Response to NHS Procurement Atlas of Variation
NHS England has recently published an atlas of variation for procurement. This lists the approximate savings a trust could achieve by buying the same type and volume of products from NHS Supply Chain as last year - but at the average lower quartile price. The intention is to encourage the purchase of equivalent, but lower cost items. Trusts are also graded on the level of savings they could achieve by moving to cheaper products. Full details can be found using the following web link: http://ccgtools.england.nhs.uk/procurement/ProcAtlasJuly2014/Metadata.pdf
The cheapest product may not be the lowest cost solution
A key point is the comparison between total cost in use, including the cost of clinician and nursing time, and the individual cost of products and services. It is also a question of whether we place a value on quality of life
The knee-jerk approach of simply purchasing the cheapest products and services can so often lead to increased costs and reduced benefits for patients and clinicians. Clinicians tend to be better informed and often choose the products and services that are best adapted to the job in hand. For example, a whole handful of the cheapest wipes may be needed to clean a patient, when just one or two better quality ones would do the job – thus making the cheapest ones more expensive in practice. Other examples might be surgical sutures, where the cheapest ones may be thinner and could snap during stitching – thus distressing the patient and greatly increasing the time cost. More emotive examples include replacement hip joints chosen because they are the cheapest available, rather than because they are the best fit for a patient’s needs.
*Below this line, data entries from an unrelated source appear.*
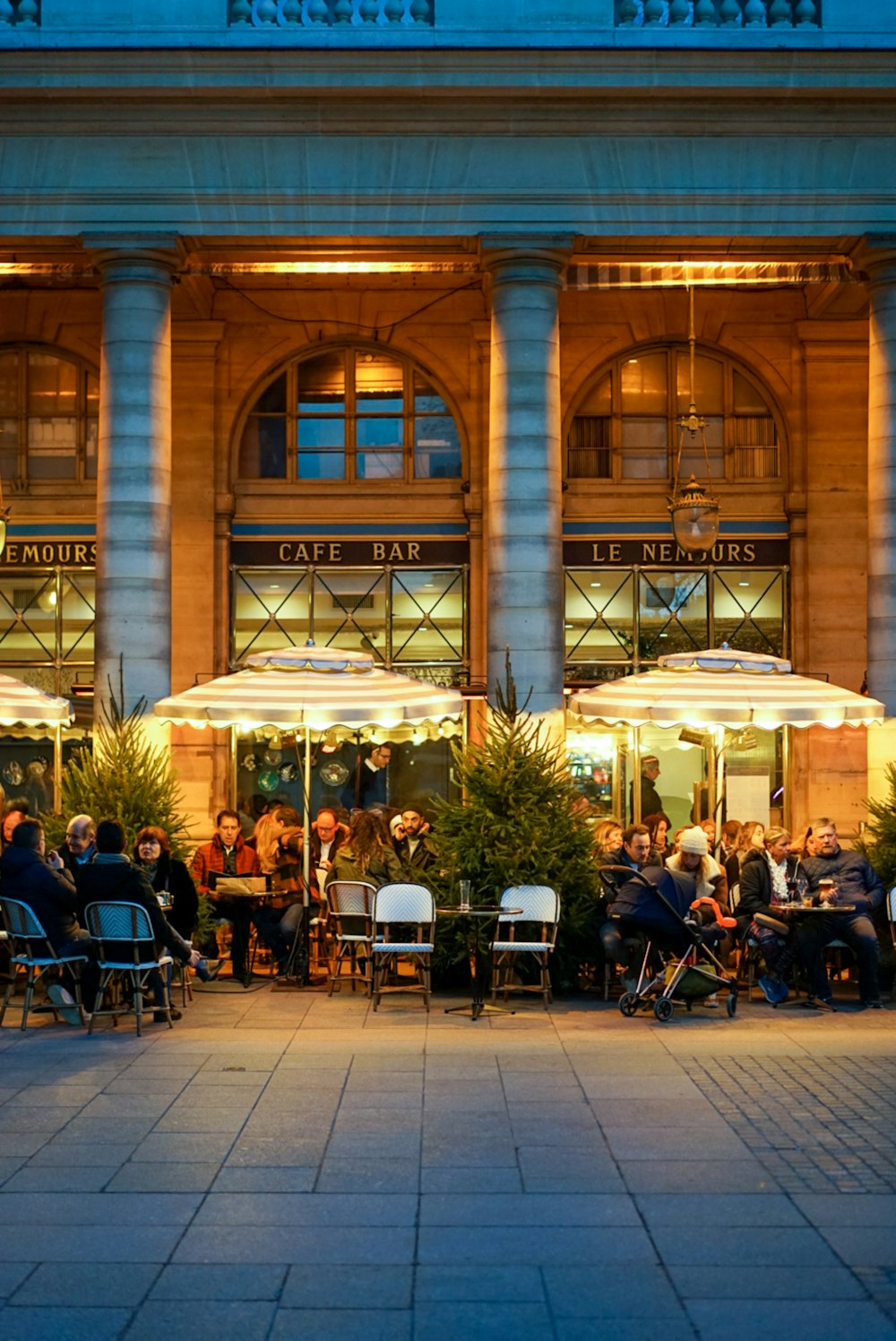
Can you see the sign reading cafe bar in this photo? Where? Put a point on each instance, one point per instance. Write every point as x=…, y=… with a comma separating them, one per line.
x=650, y=553
x=350, y=553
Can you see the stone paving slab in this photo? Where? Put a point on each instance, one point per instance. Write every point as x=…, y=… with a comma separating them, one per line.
x=289, y=1165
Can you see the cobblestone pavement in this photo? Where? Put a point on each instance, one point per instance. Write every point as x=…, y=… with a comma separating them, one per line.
x=289, y=1165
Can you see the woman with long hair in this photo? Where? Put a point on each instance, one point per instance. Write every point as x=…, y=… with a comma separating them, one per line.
x=658, y=826
x=752, y=838
x=607, y=837
x=169, y=878
x=366, y=856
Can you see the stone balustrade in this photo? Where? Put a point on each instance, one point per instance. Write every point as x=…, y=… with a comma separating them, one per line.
x=291, y=13
x=19, y=13
x=718, y=13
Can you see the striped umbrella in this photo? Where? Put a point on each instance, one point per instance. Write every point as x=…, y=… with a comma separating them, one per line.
x=23, y=705
x=321, y=689
x=723, y=688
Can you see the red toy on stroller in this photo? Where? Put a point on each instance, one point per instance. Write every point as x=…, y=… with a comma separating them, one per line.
x=680, y=933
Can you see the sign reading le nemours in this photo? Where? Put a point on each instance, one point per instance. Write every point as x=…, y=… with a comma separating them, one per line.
x=742, y=553
x=48, y=554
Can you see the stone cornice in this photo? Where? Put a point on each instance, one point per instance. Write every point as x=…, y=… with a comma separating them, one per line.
x=791, y=74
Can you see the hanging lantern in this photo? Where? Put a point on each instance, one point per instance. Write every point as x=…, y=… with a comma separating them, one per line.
x=695, y=514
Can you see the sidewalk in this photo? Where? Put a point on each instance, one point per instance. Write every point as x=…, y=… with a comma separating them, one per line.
x=289, y=1165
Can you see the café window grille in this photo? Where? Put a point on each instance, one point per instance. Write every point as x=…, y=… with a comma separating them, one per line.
x=349, y=413
x=410, y=619
x=626, y=425
x=48, y=418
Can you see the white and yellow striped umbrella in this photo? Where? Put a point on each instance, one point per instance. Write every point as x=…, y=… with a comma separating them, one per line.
x=23, y=705
x=323, y=689
x=723, y=688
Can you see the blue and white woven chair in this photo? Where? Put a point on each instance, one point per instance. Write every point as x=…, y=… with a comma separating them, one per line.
x=539, y=916
x=30, y=949
x=350, y=911
x=126, y=954
x=404, y=928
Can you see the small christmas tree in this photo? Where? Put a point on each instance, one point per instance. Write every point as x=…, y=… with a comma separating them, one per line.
x=517, y=826
x=125, y=778
x=879, y=841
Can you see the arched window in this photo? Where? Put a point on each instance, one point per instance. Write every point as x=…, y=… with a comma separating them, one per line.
x=48, y=418
x=626, y=425
x=349, y=413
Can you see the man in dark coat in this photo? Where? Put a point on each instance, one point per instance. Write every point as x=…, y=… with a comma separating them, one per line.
x=42, y=883
x=857, y=886
x=418, y=851
x=112, y=878
x=227, y=854
x=650, y=800
x=80, y=844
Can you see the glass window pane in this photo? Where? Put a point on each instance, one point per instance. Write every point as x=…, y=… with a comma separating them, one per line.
x=644, y=448
x=53, y=385
x=8, y=385
x=747, y=608
x=53, y=446
x=29, y=617
x=426, y=616
x=380, y=465
x=672, y=611
x=350, y=610
x=599, y=616
x=709, y=384
x=270, y=610
x=380, y=432
x=91, y=433
x=426, y=399
x=263, y=448
x=10, y=449
x=378, y=384
x=694, y=462
x=642, y=383
x=315, y=433
x=323, y=384
x=436, y=449
x=78, y=609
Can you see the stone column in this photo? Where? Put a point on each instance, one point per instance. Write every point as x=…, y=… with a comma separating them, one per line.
x=525, y=471
x=882, y=480
x=134, y=473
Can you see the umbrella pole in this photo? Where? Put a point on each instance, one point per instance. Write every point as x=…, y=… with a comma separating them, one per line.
x=306, y=861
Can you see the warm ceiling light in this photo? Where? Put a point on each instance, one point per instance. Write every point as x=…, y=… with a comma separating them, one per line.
x=334, y=267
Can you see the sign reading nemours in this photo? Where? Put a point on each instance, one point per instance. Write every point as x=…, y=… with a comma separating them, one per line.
x=624, y=554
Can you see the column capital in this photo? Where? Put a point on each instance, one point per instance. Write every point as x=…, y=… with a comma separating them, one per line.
x=517, y=257
x=148, y=256
x=877, y=257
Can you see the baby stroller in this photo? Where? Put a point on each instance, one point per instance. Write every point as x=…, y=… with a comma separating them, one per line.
x=680, y=935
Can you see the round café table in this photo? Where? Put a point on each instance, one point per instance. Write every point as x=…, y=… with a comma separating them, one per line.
x=478, y=918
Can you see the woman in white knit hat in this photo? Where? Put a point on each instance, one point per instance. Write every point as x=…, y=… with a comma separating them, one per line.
x=694, y=856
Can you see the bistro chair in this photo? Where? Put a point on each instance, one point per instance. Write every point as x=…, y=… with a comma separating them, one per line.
x=541, y=913
x=31, y=949
x=402, y=928
x=126, y=955
x=350, y=904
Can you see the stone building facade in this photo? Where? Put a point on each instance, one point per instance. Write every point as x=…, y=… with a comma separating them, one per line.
x=369, y=322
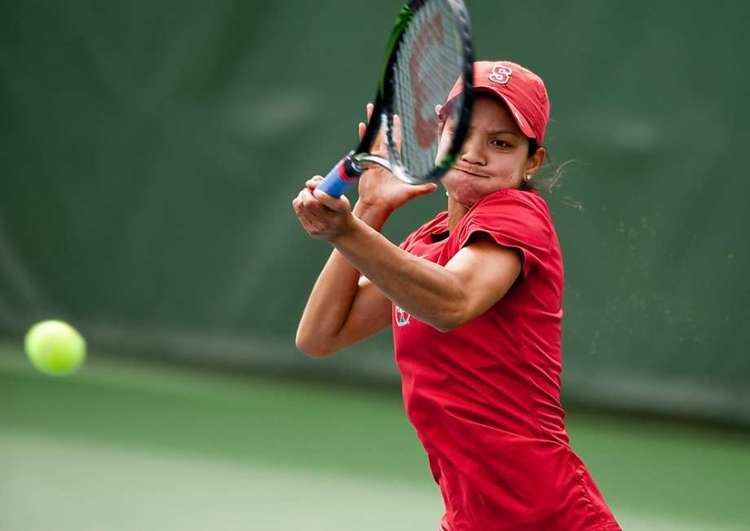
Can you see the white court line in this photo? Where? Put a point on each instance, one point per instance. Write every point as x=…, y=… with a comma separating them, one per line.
x=60, y=485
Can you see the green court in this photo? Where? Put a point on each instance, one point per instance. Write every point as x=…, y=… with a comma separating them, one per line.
x=142, y=446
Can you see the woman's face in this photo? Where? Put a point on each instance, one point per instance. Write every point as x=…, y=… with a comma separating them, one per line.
x=494, y=155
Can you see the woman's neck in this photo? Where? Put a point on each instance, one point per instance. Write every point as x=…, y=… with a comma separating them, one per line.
x=455, y=212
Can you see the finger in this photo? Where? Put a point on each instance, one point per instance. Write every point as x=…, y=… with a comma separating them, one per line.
x=313, y=182
x=337, y=204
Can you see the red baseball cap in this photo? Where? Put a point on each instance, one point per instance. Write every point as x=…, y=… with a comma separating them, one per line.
x=521, y=89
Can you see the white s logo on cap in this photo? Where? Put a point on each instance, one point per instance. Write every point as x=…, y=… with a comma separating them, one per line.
x=500, y=74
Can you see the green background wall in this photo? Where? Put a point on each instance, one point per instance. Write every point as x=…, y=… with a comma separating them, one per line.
x=149, y=152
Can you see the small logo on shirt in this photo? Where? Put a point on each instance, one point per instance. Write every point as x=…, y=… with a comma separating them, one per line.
x=500, y=74
x=402, y=318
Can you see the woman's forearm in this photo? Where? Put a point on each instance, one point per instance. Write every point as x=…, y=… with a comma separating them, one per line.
x=426, y=290
x=332, y=298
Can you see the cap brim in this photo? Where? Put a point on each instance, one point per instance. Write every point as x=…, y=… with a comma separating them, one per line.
x=522, y=123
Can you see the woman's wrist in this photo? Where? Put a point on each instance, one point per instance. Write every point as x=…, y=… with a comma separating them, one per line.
x=375, y=216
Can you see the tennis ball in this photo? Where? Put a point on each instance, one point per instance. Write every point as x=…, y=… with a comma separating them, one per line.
x=55, y=347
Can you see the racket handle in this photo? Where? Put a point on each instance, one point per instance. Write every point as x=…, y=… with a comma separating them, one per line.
x=343, y=175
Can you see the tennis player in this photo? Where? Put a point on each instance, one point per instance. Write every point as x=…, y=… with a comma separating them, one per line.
x=474, y=299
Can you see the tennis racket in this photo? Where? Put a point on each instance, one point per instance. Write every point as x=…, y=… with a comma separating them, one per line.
x=428, y=54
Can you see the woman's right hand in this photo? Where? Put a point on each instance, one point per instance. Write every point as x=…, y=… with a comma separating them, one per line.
x=379, y=189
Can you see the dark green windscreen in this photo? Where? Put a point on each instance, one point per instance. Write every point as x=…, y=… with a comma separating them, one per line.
x=149, y=153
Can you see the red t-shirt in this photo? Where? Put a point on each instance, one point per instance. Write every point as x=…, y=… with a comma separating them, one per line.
x=485, y=397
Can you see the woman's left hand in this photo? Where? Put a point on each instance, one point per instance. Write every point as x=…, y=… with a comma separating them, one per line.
x=323, y=217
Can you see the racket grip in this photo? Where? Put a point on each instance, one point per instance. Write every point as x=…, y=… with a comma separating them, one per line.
x=343, y=175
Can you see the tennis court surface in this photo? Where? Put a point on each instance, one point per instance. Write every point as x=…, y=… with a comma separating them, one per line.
x=125, y=446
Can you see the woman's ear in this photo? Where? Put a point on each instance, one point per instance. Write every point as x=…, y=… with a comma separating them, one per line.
x=535, y=161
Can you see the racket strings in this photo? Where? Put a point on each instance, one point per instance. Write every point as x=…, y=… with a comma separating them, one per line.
x=429, y=61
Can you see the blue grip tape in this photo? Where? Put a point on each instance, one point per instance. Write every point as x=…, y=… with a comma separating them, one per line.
x=337, y=181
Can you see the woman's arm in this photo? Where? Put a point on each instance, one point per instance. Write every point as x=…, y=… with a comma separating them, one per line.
x=343, y=307
x=444, y=297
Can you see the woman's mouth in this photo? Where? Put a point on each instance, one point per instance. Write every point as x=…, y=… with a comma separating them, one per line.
x=473, y=173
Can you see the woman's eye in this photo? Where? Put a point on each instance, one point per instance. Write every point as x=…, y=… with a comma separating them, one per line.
x=501, y=143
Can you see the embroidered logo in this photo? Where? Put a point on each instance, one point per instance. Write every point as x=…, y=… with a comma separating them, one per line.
x=500, y=74
x=402, y=318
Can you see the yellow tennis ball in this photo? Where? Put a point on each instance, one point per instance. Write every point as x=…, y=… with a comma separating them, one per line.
x=55, y=347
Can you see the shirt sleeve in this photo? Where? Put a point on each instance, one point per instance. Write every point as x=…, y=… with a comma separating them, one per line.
x=513, y=219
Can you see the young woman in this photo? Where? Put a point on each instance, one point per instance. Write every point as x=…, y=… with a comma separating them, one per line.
x=474, y=299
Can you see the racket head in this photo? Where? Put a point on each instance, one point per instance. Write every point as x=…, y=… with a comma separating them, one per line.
x=431, y=58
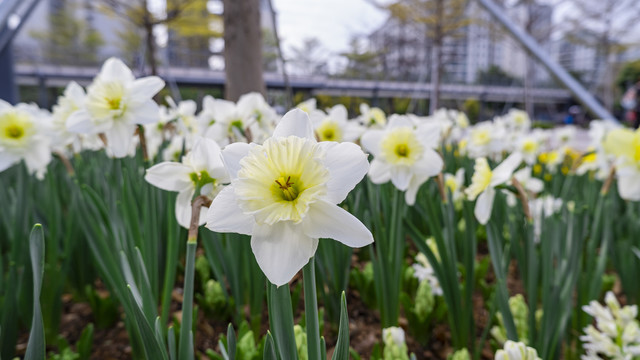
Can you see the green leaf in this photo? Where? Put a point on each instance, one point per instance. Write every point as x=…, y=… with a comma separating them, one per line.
x=152, y=348
x=36, y=347
x=171, y=339
x=185, y=347
x=311, y=310
x=341, y=351
x=281, y=321
x=231, y=342
x=85, y=343
x=269, y=348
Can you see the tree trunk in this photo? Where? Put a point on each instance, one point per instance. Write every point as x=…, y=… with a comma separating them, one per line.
x=529, y=78
x=242, y=48
x=150, y=40
x=436, y=59
x=151, y=49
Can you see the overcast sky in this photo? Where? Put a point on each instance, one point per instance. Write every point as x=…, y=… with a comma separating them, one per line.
x=333, y=22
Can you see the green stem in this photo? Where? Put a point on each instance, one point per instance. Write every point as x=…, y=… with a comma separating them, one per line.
x=311, y=310
x=281, y=321
x=187, y=301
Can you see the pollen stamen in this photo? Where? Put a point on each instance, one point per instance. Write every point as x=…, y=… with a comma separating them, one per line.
x=288, y=192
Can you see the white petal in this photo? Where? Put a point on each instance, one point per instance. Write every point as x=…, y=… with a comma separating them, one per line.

Clinicians have always recognised the need for products to be cost effective and give the best value – but both of these are rarely provide by the cheapest available product or service. Industry has always agreed with this approach – providing quality in use, cost effectiveness and innovation.
The Atlas appears to ‘name and shame’ those who do not simply purchase the cheapest products and services – thus penalising those that recognise cost efficiency, patient benefit and innovation. By forcing purchasing of the cheapest items, costs could increase overall, patient benefit be reduced and innovation stifled.
Cheapest product may reduce consequent benefits
If the only measure is price, then this implies that products chosen will have been made at the lowest cost. Hence encouragement will be given to using only the cheapest materials, regardless of clinical suitability. It may thus encourage ‘cutting corners’ by disregarding ethical purchasing, minimising safety testing, minimising checks on regulatory compliance, reducing quality control and reducing the strength of materials. More worryingly, it may provide an incentive to avoid these (and it has to be noted that the PIP scandal had its roots in the use of a lower cost silicone gel).
Often there are training and educational elements which suppliers cannot afford if the only measure is price – again resulting in detrimental and potentially negligent care. In addition, if the supplier is not providing training and education for the products its supplies, then the NHS will incur additional costs providing it.
The UK already has an extremely competitive market environment as can easily be seen from the number of companies, a transparent pricing mechanism increasing overlaid with (hidden) rebates and discounts, and a clear tender mechanism for hospitals.
Simplistic, almost confrontational approach
Clinicians and nurses make choices based on experience and patient need – this choice is removed when price is the only determinant. Worse, the NHS and Governmental strategy recognises the benefits of clinicians and nursing being able to make intelligent choices that minimise to total cost of care without endangering patient benefits and safety. Enlightened statements made by Sir Bruce Keogh are a very good example. Suppliers need to be able to work with NHS clinicians and nurses on the basis that patient outcome and cost effectiveness can both be improved. Simply lauding those who buy the cheapest discards the concept of value and endangers patient outcomes. ‘Naming and shaming’ appears to take an extra step – actively criticising those who look to maximising cost efficiencies and patient outcomes, simply because they have moved on from a simplistic ‘lowest unit cost’ approach.
Who determines comparisons?
Making cost comparisons only works if the items compared actually do the same job. Foam dressings are mentioned in the documentation. But there is no one ‘foam dressing’ – the SDMA Product categorisation lists seven different types of foam dressing – all with different designs and intended for use in different situations. If the lowest cost item is in one group, it can hardly be expected to work effectively as a replacement for the other six types. The result could so easily be that dressings have to be changed more often – and the nursing cost of a c hanging addressing far exceeds the cost of a dressing.
There appears to be a clear lack of engagement with suppliers – and surprisingly the Atlas was not introduced or discussed at the NHS Supply Chain Suppliers Board. It appears to have ignored the real partnership between the NHS and its suppliers that has achieved significant benefits for patient outcomes, coupled with cost efficiency.